Rosh Chodesh Adar II on Sun, March 13

Join us for Congregation P’nai Tikvah Women’s Rosh Chodesh Shevat on Sunday, March 13 from 7 to 9pm.

Here are some insights from Ritualwell:

The first of each Jewish month—the celebration of the new moon, its slender crescent barely visible in the night sky—is a day historically associated with women’s renewal and celebration.

In recent decades, Rosh Chodesh has become an occasion for Jewish women to gather for learning, ritual, and spiritual exploration, and to mark life passages. Rosh Chodesh groups, meeting monthly, offer a women’s space in time. (Some men’s gatherings have begun as well, sometimes associated with kiddush levanah, celebrating the coming full moon.)

Fast Facts

Adar II is the thirteenth month of the Jewish calendar. Seven of the nineteen years in the cycle of the Jewish calendar are leap years.

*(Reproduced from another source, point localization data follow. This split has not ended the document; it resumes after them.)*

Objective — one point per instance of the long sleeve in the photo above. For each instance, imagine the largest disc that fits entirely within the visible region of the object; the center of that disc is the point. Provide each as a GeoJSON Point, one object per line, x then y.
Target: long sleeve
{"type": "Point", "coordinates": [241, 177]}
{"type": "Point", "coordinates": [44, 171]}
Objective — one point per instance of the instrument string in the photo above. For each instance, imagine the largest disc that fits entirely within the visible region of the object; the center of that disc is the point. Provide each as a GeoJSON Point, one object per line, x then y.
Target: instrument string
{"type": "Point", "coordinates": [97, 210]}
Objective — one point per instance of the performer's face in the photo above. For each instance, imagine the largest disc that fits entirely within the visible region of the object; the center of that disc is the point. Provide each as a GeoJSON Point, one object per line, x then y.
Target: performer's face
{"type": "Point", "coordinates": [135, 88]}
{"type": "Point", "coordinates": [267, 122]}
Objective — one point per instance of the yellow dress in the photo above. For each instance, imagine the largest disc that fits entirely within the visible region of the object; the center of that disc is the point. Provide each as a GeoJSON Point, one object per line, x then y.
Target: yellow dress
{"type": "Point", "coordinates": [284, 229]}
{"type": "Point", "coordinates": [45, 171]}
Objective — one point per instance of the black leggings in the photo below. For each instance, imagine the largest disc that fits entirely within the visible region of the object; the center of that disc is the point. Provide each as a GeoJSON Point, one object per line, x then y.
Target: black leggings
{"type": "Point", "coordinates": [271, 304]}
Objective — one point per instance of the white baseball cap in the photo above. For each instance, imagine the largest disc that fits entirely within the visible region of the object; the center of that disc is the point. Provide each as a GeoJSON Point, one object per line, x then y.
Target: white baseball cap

In those years we add an extra Adar before the regular Adar. We call this extra month Adar I, and the regular Adar becomes Adar II.

Adar II comes at the same time as the secular months March/April. “It’s early in the spring. The brown trees of winter have put on gleaming costumes of bright green …. People act a little crazy – shedding heavy clothes while there is still a chill in the air, laughing a little wildly when there is no reason ….”1 We’ve gotten giddy; we’ve caught spring fever.

Because Purim falls in Adar II, Adar II is the happiest, most joyous month of the Hebrew calendar. Its motto is Mi-shenikhnas adar marbim be-simcha or “When Adar arrives, joy increases.” Tradition teaches that Adar is so full of joy that it is as if Adar were pregnant with happiness. Indeed, some years we need two Adars to contain all the joy of Adar.

The mazal (constellation) for Adar II is Pisces, dagim (fish). Jews have been compared to fish swimming in an ocean ofTorah. In Adar II, we splash happily in one of the most joyous stories of the Bible, the story of Purim.